I thoroughly enjoyed dipping back into these childhood favourites…so much so, that I plan to continue on and reread Little Men and Jo’s Boys throughout March. If anyone would like to join me in reading these two lesser known Alcott’s, please let me know in the comments below.
Reading the Little Women books as an adult proved to be an interesting experience thanks to some knowledge about Alcott’s life that I had picked up along the way.
As a child I didn’t appreciate that she wrote these books based loosely on her family situation or that Alcott’s family lived a life that was a little unusual to those of mainstream America.
This reread made me curious to know more…which leads me to the third book I hope to read during March – Eden’s Outcasts: The Story of Louise May Alcott and Her Father by John Matteson.
Winner of the Pulitzer Prize for Biography in 2008.

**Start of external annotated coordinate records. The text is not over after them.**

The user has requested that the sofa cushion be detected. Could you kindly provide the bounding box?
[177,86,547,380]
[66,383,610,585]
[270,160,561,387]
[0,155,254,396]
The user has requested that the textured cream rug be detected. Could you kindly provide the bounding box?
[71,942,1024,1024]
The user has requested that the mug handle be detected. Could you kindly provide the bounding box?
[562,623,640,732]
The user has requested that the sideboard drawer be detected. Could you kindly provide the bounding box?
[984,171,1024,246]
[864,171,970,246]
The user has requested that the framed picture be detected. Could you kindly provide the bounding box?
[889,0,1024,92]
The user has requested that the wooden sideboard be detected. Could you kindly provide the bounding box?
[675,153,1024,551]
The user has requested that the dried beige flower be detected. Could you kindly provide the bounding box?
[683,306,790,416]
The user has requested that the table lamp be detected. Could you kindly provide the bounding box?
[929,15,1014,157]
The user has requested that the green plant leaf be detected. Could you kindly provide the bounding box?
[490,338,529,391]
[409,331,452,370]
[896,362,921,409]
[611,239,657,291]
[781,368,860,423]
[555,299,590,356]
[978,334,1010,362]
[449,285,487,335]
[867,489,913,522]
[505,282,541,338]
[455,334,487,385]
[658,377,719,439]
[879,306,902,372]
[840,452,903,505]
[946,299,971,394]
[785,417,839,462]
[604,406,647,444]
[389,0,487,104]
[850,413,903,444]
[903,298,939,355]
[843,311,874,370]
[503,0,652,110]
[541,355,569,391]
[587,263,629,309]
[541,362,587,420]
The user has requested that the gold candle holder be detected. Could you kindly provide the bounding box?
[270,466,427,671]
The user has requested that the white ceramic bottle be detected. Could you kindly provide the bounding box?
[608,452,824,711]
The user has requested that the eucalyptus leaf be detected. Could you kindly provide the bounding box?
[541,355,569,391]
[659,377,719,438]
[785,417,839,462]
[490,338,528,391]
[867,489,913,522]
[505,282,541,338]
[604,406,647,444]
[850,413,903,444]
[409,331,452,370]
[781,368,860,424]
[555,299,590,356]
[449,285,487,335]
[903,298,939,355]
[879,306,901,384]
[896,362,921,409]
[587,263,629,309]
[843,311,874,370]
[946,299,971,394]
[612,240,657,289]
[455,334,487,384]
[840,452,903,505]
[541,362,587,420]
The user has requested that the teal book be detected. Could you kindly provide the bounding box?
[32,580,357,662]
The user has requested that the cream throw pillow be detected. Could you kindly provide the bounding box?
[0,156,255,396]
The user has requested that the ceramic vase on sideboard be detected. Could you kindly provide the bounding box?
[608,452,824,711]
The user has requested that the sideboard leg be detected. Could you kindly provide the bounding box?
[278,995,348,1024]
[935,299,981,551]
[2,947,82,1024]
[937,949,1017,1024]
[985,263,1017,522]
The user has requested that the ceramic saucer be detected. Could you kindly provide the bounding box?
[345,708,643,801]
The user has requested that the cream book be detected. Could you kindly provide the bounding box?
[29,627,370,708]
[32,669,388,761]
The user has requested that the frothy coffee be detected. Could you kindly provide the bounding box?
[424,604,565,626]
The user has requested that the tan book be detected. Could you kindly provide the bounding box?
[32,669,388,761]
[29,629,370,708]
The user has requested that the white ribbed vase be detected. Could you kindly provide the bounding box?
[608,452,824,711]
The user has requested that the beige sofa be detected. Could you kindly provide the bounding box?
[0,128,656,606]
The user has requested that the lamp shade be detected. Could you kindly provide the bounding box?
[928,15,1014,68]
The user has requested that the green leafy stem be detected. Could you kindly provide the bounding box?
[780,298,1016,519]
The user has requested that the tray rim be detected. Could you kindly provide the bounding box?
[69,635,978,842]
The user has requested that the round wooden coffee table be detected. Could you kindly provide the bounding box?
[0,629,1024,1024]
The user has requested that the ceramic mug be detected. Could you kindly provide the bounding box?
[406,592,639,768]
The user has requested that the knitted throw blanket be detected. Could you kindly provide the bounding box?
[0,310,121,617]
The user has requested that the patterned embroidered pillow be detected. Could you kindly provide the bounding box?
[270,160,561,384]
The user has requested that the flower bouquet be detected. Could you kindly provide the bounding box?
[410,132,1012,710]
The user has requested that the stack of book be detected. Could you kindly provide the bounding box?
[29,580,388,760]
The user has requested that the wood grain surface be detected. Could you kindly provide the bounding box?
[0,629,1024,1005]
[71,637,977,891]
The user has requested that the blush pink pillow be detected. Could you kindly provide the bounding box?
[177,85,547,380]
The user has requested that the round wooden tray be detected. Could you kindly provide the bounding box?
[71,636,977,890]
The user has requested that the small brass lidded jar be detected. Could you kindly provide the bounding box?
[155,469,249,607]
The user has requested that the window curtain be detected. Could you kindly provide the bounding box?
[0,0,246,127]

Louisa May Alcott is known universally. Yet during Louisa’s youth, the famous Alcott was her father, Bronson—an eminent teacher and a friend of Emerson and Thoreau. He desired perfection, for the world and from his family. Louisa challenged him with her mercurial moods and yearnings for money and fame. The other prize she deeply coveted—her father’s understanding—seemed hardest to win. This story of Bronson and Louisa’s tense yet loving relationship adds dimensions to Louisa’s life, her work, and the relationships of fathers and daughters.

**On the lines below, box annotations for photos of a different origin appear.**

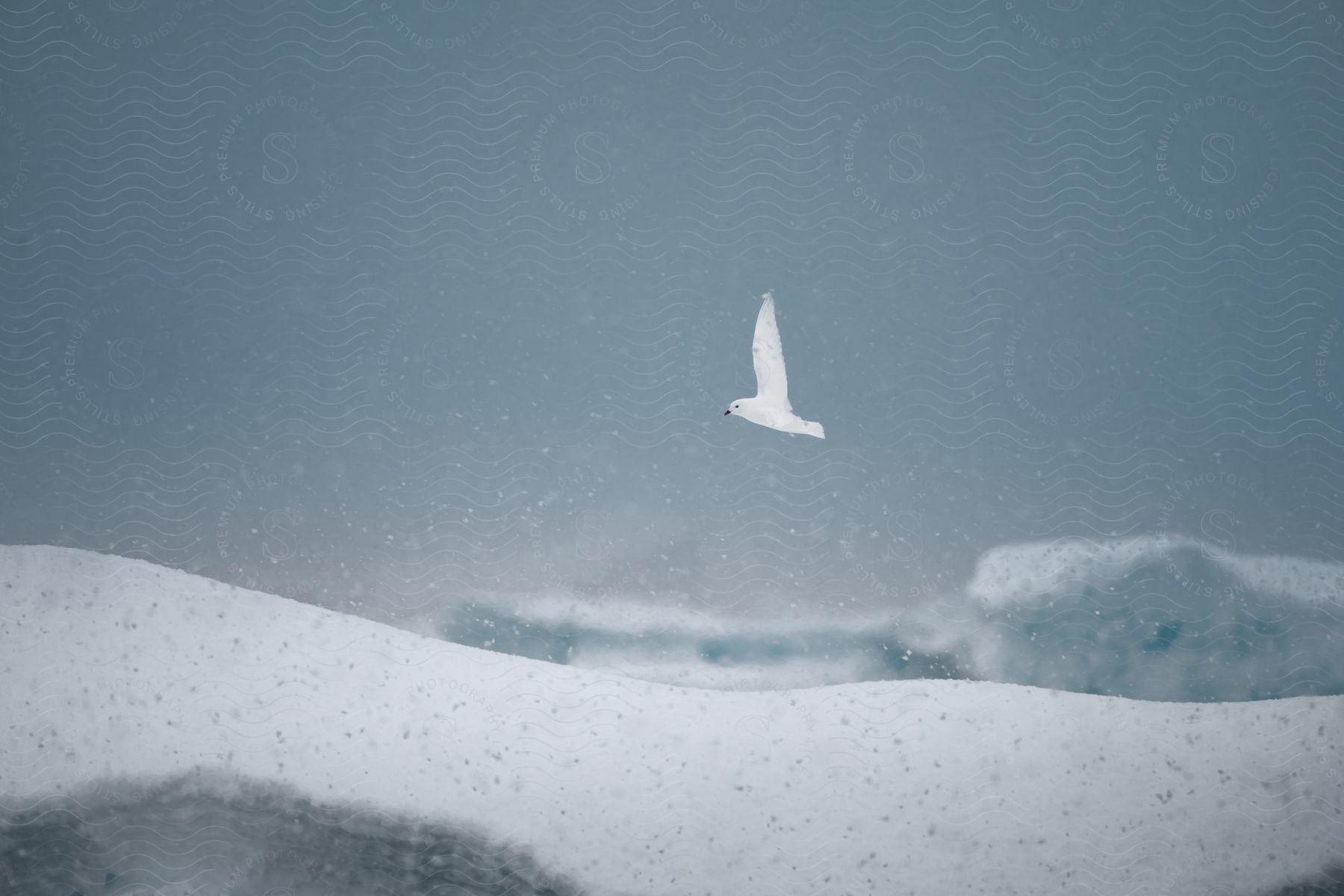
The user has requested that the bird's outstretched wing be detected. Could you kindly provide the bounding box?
[751,293,793,411]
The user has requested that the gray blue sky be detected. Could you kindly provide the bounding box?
[0,0,1344,644]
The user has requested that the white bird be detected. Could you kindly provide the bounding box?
[723,293,827,439]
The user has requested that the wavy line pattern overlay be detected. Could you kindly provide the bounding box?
[0,0,1344,896]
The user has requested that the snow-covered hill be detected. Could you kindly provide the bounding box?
[0,547,1344,896]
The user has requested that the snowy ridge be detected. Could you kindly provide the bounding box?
[0,548,1344,896]
[441,536,1344,701]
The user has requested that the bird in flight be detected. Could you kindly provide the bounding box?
[723,293,827,439]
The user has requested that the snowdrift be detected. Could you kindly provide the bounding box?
[0,547,1344,896]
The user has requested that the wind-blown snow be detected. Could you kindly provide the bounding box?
[0,548,1344,896]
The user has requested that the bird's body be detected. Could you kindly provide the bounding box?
[723,293,827,439]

These are not the only classics I plan to read in March.
Heavenali is hosting her wonderful #Woolfalong all year. I knew I didn’t want to start with the ‘toughies’ Mrs Dalloway or To the Lighthouse, so I’ve been waiting for phase two to kick in.

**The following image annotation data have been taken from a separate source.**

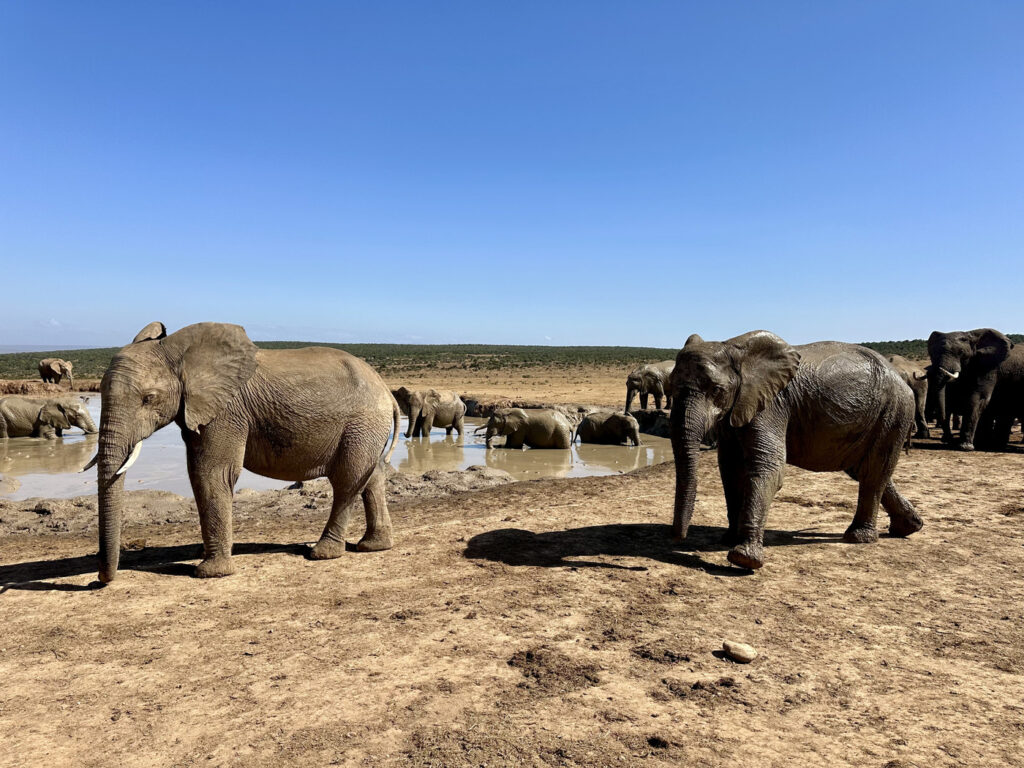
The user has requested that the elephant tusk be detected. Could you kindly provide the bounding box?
[114,440,142,475]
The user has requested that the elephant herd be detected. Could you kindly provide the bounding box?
[6,323,1024,583]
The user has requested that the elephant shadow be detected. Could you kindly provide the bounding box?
[0,543,307,594]
[463,523,842,577]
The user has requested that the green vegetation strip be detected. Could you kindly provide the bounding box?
[0,334,1024,379]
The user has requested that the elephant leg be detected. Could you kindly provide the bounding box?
[309,457,378,560]
[728,430,785,570]
[186,437,245,579]
[882,478,925,537]
[843,470,885,544]
[718,438,743,547]
[355,464,394,552]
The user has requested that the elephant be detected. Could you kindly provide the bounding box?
[39,357,75,386]
[928,328,1024,451]
[392,387,466,437]
[886,354,930,437]
[623,360,676,414]
[485,408,572,449]
[0,395,96,440]
[671,331,924,569]
[85,322,400,584]
[572,411,640,445]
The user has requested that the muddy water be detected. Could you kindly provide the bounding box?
[0,395,672,499]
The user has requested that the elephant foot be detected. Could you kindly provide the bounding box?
[309,539,345,560]
[889,512,925,538]
[843,525,879,544]
[355,530,394,552]
[719,528,743,547]
[196,557,234,579]
[728,542,765,570]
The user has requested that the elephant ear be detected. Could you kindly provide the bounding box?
[39,402,71,429]
[971,328,1014,369]
[131,321,167,344]
[162,323,256,431]
[729,331,800,427]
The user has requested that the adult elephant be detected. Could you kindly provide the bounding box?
[86,323,399,583]
[623,360,676,414]
[39,357,75,385]
[392,387,466,437]
[0,395,96,440]
[886,354,929,437]
[928,328,1019,451]
[672,331,924,568]
[572,411,640,445]
[485,408,572,449]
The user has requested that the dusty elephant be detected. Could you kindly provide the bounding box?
[623,360,676,414]
[39,357,75,385]
[672,331,924,568]
[392,387,466,437]
[572,411,640,445]
[928,328,1024,451]
[0,395,96,440]
[86,323,399,583]
[486,408,572,449]
[886,354,929,437]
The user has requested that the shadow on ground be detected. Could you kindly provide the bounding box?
[463,523,843,575]
[0,544,308,594]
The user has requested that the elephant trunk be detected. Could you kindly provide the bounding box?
[672,393,707,541]
[96,419,141,584]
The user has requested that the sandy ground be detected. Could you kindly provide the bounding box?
[0,370,1024,768]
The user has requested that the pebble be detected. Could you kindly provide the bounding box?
[722,640,758,664]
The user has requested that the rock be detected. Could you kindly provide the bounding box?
[722,640,758,664]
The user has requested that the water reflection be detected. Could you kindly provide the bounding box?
[395,430,469,475]
[0,395,672,499]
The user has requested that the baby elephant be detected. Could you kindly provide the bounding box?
[392,387,466,437]
[0,396,96,440]
[486,408,572,449]
[572,411,640,445]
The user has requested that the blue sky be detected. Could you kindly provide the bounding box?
[0,0,1024,347]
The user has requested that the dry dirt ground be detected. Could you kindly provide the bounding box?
[0,370,1024,768]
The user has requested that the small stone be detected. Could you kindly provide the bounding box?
[722,640,758,664]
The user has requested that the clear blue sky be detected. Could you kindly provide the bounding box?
[0,0,1024,347]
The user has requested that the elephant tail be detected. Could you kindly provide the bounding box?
[384,395,401,464]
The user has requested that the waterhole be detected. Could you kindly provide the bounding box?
[0,394,672,500]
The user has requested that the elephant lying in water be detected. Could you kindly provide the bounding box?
[86,323,399,583]
[486,408,572,449]
[0,395,96,440]
[392,387,466,437]
[572,411,640,445]
[672,331,924,568]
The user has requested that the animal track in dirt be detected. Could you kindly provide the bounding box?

The Voyage Out was her very first novel published in 1915 and I like the idea of starting at the beginning. Given that her writing has been described as experimental and full of ‘intense lyricism and stylistic virtuosity‘ (thanks wikipedia) I think reading her books in order will allow me to develop my understanding of her in the same way as she developed her unique style.
In The Voyage Out, one of Woolf’s wittiest, socially satirical novels, Rachel Vinrace embarks for South America on her father’s ship, and is launched on a course of self-discovery in a modern version of the mythic voyage. Lorna Sage’s Introduction and Explanatory Notes offer guidance to the reader new to Woolf, and illuminate Woolf’s presence, not identifiable in the heroine, but in the social satire, lyricism and patterning of consciousness in one woman’s rite of passage.
If all goes well I will jump into Night and Day (1919) and Jacob’s Room (1922) in April, especially since my Wordsworth edition has them conveniently published in the same book.
Virginia Woolf’s second novel, Night and Day (1919), portrays the gradual changes in a society, the patterns and conventions of which are slowly disintegrating; where the representatives of the younger generation struggle to forge their own way, for ‘… life has to be faced: to be rejected; then accepted on new terms with rapture’. Woolf begins to experiment with the novel form while demonstrating her affection for the literature of the past.
Jacob’s Room (1922), Woolf’s third novel, marks the bold affirmation of her own voice and search for a new form to express her view that ‘the human soul … orientates itself afresh every now & then. It is doing so now. No one can see it whole therefore.’ Jacob’s life is presented in subtle, delicate and tantalising glimpses, the novel’s gaps and silences are as replete with meaning as the wicker armchair creaking in the empty room.
Do you have any classic reads on your radar this month?